WARN() calls warn_slowpath_fmt() → __warn(), which calls dump_stack() and print_oops_end_marker() but does not trigger die(). Execution continues after WARN().

`panic()`: the point of no return

/* kernel/panic.c */
void panic(const char *fmt, ...)
{
    /* 1. Disable preemption and local IRQs */
    preempt_disable();

    /* 2. Format and print the panic message */
    pr_emerg("Kernel panic - not syncing: %s\n", buf);

    /* 3. Trigger any registered panic notifiers */
    atomic_notifier_call_chain(&panic_notifier_list, 0, buf);

    /* 4. Attempt to kexec into the crash kernel */
    crash_kexec(NULL);

    /* 5. If kdump didn't take over, try to reboot */
    if (panic_timeout > 0) {
        pr_emerg("Rebooting in %d seconds..\n", panic_timeout);
        ssleep(panic_timeout);
        emergency_restart();
    }

    /* 6. Halt */
    for (;;)
        halt();
}

The panic_notifier_list allows subsystems to register callbacks that run before the system halts. netconsole, pstore, and kdump all hook into this chain.

`panic_on_oops` sysctl

# Read current value:
cat /proc/sys/kernel/panic_on_oops
# 0 = try to recover (kill task)
# 1 = panic on oops

# Set for production (many sites do this):
echo 1 > /proc/sys/kernel/panic_on_oops

When panic_on_oops = 1, oops_end() calls panic() instead of attempting to continue. This is appropriate in production environments where a partially-corrupted kernel state is worse than a clean reboot.

`panic=N` boot parameter

panic=30    # reboot 30 seconds after panic
panic=-1    # reboot immediately
panic=0     # do not reboot (halt forever, default)

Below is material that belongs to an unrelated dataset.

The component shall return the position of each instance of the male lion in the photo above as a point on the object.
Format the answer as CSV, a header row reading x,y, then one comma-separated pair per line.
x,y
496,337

kdump: capturing crash memory

kdump allows the kernel to save a complete memory dump when it panics. The mechanism uses kexec(2) to boot a pre-loaded "crash kernel" from a reserved memory region, bypassing normal boot.

Setup

# Reserve memory for the crash kernel at boot time:
# (add to GRUB_CMDLINE_LINUX in /etc/default/grub)
crashkernel=256M

# Load the crash kernel (run at boot via initscript or systemd unit):
kexec -p /boot/vmlinuz-$(uname -r) \
    --initrd=/boot/initrd.img-$(uname -r) \
    --append="root=/dev/sda1 irqpoll maxcpus=1 reset_devices"

What happens on panic

crash_kexec() is called from panic() or die()
kexec switches to the crash kernel's page tables and jumps to its entry point
The crash kernel boots as a fresh kernel (using only the reserved memory region)
The crash kernel exposes the original kernel's memory as /proc/vmcore (an ELF core dump)
A userspace tool (typically makedumpfile) copies /proc/vmcore to disk

Analyzing the dump

# On the crashed system (or a system with the same kernel):
crash /usr/lib/debug/lib/modules/$(uname -r)/vmlinux vmcore

# Inside crash:
crash> bt         # backtrace of the crashed task
crash> log        # kernel log ring buffer
crash> ps         # all processes at time of crash
crash> vm         # virtual memory state

The crash utility (from crash-utility package) is the standard tool for post-mortem analysis of Linux kernel vmcores.

Decoding oops output

`faddr2line`

# Decode a function+offset from the oops:
scripts/faddr2line vmlinux my_driver_read+0x2c

# Output:
# my_driver_read (drivers/mydriver/mydriver.c:142)

`addr2line`

# Decode a raw address (requires debug symbols):
addr2line -e vmlinux -a ffffffff81234567

# Or with the offset from the oops RIP:
addr2line -e vmlinux -i -f ffffffff81234567

`decode_stacktrace.sh`

# Pipe dmesg through the kernel's decode script:
dmesg | ./scripts/decode_stacktrace.sh vmlinux . /path/to/modules

# Before:
# my_driver_read+0x2c/0x80 [mydriver]
# After:
# my_driver_read (drivers/mydriver/mydriver.c:142)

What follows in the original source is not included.